Type I feed: 8g fat + 12g carbohydrate + 2g protein (per 20c unit)
Type II feed: 12g fat + 12g carbohydrate + 1g protein (per 30c unit)
Let x=amount of Type I and y=amount of Type II in the mixture.
(a) Mixture constraints:
x+y≤5 (unit consumption)
8x+12y≥24 (fat consumption) simplifies to 2x+3y≥6
12x+12y≥36 (carbohydrate consumption) simplifies to x+y≥3
2x+y≥4 (protein consumption)
(b) Objective function: $z=0.20x+0.30y (to be minimised).

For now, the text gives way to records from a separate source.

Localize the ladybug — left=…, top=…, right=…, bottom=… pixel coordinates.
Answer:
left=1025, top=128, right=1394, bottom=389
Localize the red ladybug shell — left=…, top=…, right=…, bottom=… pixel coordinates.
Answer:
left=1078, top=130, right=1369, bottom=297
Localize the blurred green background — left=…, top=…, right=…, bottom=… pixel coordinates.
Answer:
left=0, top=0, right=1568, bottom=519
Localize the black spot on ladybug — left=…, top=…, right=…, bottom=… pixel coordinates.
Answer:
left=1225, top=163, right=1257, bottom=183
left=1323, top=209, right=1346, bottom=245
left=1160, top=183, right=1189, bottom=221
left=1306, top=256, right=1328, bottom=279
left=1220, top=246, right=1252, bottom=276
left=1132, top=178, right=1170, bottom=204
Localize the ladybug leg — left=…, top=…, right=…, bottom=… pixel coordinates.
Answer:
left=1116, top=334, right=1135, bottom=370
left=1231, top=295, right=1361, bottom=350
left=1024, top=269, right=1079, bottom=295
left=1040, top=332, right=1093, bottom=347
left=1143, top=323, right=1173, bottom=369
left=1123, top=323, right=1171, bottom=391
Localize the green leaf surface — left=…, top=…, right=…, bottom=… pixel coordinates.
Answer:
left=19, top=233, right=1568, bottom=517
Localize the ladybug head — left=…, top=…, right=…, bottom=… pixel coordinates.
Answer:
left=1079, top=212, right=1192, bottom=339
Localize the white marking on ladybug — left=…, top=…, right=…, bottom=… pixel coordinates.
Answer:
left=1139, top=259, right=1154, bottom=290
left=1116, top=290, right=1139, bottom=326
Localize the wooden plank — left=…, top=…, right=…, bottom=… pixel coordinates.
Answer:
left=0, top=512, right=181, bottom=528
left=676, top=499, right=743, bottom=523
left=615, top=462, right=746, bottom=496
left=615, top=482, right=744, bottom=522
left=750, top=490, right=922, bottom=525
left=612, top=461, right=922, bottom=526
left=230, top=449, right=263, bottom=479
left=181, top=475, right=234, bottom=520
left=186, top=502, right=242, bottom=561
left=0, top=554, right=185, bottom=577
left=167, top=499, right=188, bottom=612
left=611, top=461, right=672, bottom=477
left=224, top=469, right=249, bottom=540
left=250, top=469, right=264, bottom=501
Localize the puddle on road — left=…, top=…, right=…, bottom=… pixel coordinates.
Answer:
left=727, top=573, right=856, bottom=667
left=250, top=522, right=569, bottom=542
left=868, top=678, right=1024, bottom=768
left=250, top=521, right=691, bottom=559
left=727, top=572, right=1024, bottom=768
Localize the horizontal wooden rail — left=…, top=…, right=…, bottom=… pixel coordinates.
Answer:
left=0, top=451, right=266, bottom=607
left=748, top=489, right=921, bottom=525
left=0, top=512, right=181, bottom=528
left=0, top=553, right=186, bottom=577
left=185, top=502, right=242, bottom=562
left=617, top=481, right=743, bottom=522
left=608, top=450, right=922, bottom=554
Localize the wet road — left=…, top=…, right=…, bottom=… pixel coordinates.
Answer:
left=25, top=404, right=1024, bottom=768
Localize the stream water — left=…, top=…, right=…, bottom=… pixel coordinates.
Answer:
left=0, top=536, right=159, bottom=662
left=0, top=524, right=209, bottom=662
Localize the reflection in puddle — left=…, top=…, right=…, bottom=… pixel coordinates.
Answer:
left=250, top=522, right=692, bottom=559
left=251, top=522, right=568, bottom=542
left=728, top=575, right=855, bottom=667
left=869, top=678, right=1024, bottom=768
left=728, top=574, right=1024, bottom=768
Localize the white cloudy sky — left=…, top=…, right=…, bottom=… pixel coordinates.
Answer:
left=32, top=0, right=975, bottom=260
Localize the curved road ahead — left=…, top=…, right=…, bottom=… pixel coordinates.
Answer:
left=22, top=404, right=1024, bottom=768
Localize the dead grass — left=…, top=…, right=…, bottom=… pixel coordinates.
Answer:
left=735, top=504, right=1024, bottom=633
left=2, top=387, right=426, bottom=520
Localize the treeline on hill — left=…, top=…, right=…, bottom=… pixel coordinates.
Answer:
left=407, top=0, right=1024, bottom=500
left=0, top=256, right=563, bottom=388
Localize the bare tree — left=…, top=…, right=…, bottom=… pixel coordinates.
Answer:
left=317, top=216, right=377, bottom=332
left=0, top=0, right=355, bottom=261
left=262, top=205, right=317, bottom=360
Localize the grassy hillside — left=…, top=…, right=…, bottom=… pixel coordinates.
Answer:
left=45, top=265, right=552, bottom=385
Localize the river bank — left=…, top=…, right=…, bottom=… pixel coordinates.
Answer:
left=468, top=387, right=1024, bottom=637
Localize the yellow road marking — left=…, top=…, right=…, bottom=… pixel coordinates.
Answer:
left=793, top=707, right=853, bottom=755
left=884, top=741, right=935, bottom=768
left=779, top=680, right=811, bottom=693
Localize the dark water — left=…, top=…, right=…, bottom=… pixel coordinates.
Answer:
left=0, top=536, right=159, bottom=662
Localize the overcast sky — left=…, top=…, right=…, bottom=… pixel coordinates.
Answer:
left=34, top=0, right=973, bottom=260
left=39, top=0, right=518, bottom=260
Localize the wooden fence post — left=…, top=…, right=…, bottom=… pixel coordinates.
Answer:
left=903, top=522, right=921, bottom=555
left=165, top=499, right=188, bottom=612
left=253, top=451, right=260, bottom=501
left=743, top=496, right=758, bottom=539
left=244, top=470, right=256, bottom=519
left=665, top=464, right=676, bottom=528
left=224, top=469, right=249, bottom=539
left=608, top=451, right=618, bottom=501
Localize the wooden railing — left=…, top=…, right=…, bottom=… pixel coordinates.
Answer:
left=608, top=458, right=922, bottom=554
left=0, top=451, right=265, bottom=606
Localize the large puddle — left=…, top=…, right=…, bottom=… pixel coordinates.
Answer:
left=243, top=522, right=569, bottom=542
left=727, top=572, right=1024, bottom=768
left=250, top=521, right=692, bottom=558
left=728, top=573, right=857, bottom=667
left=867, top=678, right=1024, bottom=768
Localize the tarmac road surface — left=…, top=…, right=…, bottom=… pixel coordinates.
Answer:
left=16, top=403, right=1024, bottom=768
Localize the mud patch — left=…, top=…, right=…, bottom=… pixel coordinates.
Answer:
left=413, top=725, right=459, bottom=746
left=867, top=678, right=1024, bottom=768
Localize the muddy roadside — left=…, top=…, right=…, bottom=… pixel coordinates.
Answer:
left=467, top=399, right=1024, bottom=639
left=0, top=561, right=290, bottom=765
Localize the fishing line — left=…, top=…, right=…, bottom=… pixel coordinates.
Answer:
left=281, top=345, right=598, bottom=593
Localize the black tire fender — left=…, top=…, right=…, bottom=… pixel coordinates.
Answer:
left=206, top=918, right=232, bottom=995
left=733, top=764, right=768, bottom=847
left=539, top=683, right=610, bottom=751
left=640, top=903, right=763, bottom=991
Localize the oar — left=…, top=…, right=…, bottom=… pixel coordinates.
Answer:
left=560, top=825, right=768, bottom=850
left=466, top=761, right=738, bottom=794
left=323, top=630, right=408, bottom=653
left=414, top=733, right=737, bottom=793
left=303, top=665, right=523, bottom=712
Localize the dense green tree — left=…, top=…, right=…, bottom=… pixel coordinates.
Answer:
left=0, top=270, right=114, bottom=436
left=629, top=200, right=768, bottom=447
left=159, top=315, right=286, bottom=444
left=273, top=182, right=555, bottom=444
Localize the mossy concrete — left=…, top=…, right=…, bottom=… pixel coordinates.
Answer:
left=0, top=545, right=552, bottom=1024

(c) The graph below represents the inequalities:
The shaded region on and to the left of the blue line represents x+y≤5.
The other lines represent the other inequalities and it's the regions to the right of each of these lines we are interested in. Both x and y must be positive (including zero); negative values have no meaning.
Green line: 2x+3y≥6; red line: x+y≥3; pink line: 2x+y≥4.
The lines intersect: green/pink (1.5,1); pink/red (1,2); green/red (3,0). All these points are within the blue region (x+y≤5). The red and blue lines are parallel. The only region satisfying all the inequalities is between x=3 and x=5. When x=3, y=2 (the point (3,2)). The triangular feasible region is bounded by (3,0), (3,2), (5,0).
(d) If we plug these values into the objective function z=0.20x+0.30y, we get: z=$0.60 for (3,0), $1.20 for (3,2), and $1 for (5,0).
The minimum is z=$0.60, so that's 24g fat, 36g carbohydrate, 6g protein. These satisfy the constraints at minimum cost of 60c: 3 units of Type I feed and none of Type II.